La novela concluye con un maravilloso momento en el que el niño se encuentra con La Divina Comedia de Dante Alighieri, que está presente de manera transversal desde las primeras páginas.
Muchas veces una novela dibuja mejor -y a menudo de manera más entretenida- situaciones que los sociólogos describimos con aspereza.

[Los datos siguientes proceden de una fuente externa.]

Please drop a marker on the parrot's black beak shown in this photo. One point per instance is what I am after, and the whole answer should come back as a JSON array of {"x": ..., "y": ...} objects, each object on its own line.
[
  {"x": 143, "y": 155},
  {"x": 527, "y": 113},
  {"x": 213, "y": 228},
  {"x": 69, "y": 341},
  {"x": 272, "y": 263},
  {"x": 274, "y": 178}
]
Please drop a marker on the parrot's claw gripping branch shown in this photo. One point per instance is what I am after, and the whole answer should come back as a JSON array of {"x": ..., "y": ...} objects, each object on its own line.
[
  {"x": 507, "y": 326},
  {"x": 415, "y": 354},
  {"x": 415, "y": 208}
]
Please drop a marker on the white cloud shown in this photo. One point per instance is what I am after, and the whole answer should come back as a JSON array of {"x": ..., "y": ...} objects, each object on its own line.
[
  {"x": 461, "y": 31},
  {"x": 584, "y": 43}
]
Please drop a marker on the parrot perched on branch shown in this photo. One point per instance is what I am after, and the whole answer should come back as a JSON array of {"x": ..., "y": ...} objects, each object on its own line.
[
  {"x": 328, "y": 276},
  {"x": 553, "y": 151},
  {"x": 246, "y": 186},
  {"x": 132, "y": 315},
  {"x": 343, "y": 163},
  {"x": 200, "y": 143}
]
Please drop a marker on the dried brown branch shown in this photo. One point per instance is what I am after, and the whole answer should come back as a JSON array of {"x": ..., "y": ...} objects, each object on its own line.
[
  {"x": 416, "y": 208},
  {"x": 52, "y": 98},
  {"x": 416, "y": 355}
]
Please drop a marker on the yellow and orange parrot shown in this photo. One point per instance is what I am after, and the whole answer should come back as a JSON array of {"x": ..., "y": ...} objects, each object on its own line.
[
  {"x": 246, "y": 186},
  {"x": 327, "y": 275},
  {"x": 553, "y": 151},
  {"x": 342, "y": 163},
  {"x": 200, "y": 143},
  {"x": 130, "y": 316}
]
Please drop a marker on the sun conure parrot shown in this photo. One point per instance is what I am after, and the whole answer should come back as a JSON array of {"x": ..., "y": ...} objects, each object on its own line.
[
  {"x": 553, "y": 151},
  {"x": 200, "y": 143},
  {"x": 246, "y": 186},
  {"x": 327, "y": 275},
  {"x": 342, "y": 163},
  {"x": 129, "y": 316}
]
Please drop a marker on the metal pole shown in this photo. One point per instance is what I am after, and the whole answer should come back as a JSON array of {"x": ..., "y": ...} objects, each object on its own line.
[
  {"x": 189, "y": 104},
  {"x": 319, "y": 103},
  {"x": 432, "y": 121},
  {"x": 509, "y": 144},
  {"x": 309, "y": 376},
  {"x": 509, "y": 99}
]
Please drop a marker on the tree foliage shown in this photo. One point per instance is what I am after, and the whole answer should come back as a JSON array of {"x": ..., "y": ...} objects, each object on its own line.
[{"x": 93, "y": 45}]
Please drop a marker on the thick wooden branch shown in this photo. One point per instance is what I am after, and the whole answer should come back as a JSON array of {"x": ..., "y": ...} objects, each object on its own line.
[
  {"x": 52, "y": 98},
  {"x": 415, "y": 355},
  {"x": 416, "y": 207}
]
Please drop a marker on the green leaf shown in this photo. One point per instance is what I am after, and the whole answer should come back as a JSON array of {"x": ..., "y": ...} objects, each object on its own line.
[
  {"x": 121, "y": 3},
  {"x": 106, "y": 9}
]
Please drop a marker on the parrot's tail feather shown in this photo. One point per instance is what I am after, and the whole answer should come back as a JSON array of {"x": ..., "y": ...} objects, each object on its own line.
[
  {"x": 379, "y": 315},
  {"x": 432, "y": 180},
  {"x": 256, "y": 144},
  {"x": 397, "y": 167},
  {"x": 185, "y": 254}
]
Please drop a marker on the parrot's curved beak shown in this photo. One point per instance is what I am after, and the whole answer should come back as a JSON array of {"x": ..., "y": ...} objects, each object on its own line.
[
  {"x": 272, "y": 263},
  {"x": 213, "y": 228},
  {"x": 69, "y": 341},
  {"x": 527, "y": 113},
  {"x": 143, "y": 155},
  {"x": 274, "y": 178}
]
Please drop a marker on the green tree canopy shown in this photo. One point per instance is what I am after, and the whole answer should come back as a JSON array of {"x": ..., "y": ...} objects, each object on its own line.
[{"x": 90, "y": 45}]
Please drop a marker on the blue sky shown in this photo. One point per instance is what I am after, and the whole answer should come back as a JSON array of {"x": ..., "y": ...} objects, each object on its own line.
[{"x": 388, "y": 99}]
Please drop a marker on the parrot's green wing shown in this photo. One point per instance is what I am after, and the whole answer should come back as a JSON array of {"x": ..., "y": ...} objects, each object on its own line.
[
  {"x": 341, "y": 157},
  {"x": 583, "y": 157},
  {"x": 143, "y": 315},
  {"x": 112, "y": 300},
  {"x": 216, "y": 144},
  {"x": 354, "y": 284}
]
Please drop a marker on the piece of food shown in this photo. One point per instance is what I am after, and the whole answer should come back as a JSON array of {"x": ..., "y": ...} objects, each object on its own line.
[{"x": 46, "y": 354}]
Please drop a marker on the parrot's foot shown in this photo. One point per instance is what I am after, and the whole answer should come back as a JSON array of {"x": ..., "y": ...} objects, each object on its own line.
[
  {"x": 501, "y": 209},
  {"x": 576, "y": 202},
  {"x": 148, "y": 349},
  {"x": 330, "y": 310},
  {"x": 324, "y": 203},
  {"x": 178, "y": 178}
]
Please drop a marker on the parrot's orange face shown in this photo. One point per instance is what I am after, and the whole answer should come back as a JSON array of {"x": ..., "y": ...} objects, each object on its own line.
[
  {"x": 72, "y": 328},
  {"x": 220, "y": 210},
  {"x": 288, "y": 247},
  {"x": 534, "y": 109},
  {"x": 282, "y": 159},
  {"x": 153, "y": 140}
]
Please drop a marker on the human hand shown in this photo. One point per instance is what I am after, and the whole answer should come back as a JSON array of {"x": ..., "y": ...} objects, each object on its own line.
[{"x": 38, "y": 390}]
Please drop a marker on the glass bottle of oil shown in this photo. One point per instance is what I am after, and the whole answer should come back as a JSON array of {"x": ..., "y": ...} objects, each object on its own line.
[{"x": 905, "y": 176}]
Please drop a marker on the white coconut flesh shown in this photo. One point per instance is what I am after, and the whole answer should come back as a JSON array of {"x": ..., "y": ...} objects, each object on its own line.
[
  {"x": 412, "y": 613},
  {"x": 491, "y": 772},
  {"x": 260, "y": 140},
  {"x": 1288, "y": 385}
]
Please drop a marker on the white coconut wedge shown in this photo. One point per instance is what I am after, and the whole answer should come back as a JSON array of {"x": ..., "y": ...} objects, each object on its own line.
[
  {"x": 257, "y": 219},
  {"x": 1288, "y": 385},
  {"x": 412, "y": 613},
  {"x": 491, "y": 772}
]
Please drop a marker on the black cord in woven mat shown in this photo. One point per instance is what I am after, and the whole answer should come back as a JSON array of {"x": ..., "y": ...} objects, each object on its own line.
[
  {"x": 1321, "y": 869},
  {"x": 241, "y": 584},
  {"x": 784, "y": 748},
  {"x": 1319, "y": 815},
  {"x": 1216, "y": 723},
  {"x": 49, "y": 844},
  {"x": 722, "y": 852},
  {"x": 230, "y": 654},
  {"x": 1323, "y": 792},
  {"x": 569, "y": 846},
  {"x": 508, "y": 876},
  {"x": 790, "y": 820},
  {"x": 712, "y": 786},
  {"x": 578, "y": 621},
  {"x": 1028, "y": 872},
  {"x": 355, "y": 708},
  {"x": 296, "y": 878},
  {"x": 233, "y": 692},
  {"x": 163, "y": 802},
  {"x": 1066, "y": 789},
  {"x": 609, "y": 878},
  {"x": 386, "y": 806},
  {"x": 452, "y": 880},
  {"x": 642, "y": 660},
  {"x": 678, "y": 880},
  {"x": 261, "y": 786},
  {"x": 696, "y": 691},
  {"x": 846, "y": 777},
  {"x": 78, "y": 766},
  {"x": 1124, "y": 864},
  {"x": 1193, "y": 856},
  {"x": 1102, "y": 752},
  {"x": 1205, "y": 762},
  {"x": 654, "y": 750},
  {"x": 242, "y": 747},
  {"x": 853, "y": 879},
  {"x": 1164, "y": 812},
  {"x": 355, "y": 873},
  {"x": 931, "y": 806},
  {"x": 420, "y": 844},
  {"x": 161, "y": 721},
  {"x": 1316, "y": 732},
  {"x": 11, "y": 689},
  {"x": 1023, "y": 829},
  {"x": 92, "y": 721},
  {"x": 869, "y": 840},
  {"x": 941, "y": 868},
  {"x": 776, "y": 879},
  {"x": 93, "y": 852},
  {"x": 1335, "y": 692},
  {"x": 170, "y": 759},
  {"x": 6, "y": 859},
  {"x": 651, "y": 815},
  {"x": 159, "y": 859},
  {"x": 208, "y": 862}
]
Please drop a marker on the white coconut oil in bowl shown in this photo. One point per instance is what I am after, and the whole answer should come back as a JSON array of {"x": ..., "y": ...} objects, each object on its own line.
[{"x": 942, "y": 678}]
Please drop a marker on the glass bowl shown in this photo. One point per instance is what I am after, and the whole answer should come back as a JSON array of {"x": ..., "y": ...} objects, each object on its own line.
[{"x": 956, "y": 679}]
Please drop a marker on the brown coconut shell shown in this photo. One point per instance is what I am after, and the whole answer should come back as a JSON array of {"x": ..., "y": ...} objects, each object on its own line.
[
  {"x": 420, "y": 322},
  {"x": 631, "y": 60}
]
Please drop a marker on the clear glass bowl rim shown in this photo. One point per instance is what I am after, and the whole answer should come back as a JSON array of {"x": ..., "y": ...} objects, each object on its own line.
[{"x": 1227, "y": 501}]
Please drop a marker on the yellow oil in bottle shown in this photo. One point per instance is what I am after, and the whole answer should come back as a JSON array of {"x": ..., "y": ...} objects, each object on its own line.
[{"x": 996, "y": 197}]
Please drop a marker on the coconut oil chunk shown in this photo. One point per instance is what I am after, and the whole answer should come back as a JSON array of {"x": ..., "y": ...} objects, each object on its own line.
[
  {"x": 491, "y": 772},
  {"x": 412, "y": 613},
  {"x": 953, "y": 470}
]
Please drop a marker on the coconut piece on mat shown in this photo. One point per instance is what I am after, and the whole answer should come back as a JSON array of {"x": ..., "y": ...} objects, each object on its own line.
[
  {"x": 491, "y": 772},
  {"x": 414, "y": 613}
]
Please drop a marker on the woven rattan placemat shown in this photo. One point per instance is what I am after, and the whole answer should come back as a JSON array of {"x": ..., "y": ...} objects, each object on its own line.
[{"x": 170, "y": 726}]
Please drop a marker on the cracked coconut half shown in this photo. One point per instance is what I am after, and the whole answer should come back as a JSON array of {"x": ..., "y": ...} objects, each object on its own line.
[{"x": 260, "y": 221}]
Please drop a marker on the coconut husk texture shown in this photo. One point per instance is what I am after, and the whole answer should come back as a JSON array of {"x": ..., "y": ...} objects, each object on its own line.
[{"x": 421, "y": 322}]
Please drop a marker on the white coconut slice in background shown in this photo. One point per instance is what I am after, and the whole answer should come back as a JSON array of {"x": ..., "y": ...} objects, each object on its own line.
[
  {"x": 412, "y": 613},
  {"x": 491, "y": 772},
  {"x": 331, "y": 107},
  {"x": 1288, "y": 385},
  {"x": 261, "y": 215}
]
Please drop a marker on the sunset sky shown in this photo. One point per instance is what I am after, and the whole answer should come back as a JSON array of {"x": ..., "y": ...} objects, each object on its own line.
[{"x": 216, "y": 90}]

El cielo prometido y el invierno tan temido es un retrato de un tipo de sociedad mexicana religiosa que marcó el ritmo durante muchos años, y que en las últimas décadas se ha transformado notablemente.
Es fundamental volver a entender qué y cómo sucedió, qué quedó, de ese tiempo tan intenso, con luces y sombras. De muchas maneras, todos quienes hemos crecido en el catolicismo latinoamericano, somos el niño que Carlos narra. Esta novela nos permite, sin duda, entendernos mejor.
*Hugo José Suárez, investigador titular del Instituto de Investigaciones Sociales de la UNAM, miembro de la Academia Boliviana de la Lengua.